Elias stepped forward, sleeves neat again, his voice annoyingly smooth. "There was a theory," he said, "that the Sigil of Veritas couldn't be made—only revealed. That it needed something more than pieces. It needed will."
Lhady frowned slightly. "Will?"
"Yours," Elias said, gesturing at her. "And his." A nod toward Caelum. He didn't react. "Together. Balance. Intention."
Lhady looked down at the sigil, cradling it near her chest like it had become part of her. Caelum saw her expression shift—fear giving way to awe.
"It settled my magic," she whispered. "When I touched it… it felt like the full moon wouldn't swallow me."
Caelum let the words settle before responding, voice low and steady. "That's because it won't. Not with that. Not now."
He hoped he was right.
Elias grinned, bowing with dramatic flair. "Twenty days early, too. You're welcome."
Lhady rolled her eyes. "I thought you didn't do anything."
"I didn't," Elias said, beaming. "Which makes the results even more impressive."
She almost smiled. Caelum noticed. Noticed, too, that she always smiled more around Elias—light, teasing, unguarded. He didn't resent it. He just noticed.
"We'll still need to test its strength," he said, reining the moment back to the ground. "The next moon will come quickly."
And then came her jab, directed at Elias: "And stop telling my friends you're my long-lost fiancé."
Elias raised his hands. "I said I might be."
"Are you?" she asked, half-amused.
Elias leaned close to her, too close. "What fun would it be if I told you now?"
Caelum didn't flinch, but his jaw ticked.
He heard Lhady sigh. "Please don't let people think you were the one who woke me up."
"Oh come now," Elias said. "If I were your fiancé, I'd be obligated to do far more than that. Help you wield ancient sigils. Read your moods. Look devastatingly good doing it. Bake."
"Bake?" Lhady asked.
"She's asking follow-up questions," Elias said smugly. "We're halfway to a proposal."
Caelum shifted his stance slightly, just enough for the floorboards to creak. He wasn't glaring. He was simply…watching.
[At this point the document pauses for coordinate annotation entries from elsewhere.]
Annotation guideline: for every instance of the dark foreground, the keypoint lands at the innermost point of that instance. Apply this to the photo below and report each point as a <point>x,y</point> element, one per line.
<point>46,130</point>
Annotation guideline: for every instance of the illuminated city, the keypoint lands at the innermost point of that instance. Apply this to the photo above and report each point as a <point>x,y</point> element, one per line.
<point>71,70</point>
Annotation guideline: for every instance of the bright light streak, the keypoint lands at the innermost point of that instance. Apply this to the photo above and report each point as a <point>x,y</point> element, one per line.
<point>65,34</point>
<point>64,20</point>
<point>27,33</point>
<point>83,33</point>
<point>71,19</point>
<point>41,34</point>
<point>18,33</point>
If Elias noticed, he didn't show it.
Lhady shook her head, her voice dry. "You're unbearable."
"You're radiant."
"Stop flirting."
"I'm not flirting," Elias said.
Caelum's voice cut in, flat and firm. "We'll need to test its strength soon. The moon's moving faster than we think."
That silenced them.
Lhady nodded, the weight of it all returning to her expression. "Right. The sigil might be stable, but we don't know what the full moon will do to it—or me."
"Then we'll learn," Caelum said. "Before it's too late."
She trusted him. He felt it in her voice. That was dangerous.
He looked at the sigil again. It pulsed between them—whole, steady. A truth made from two halves that were never supposed to meet.
Outside, night draped itself slowly over Solara.
Inside, the sigil glowed like a vow not yet spoken.
They still didn't know why it had waited.
But the moon would rise soon.
And unseen beyond the window glass, something stirred.
The sigil's light had reached farther than they knew.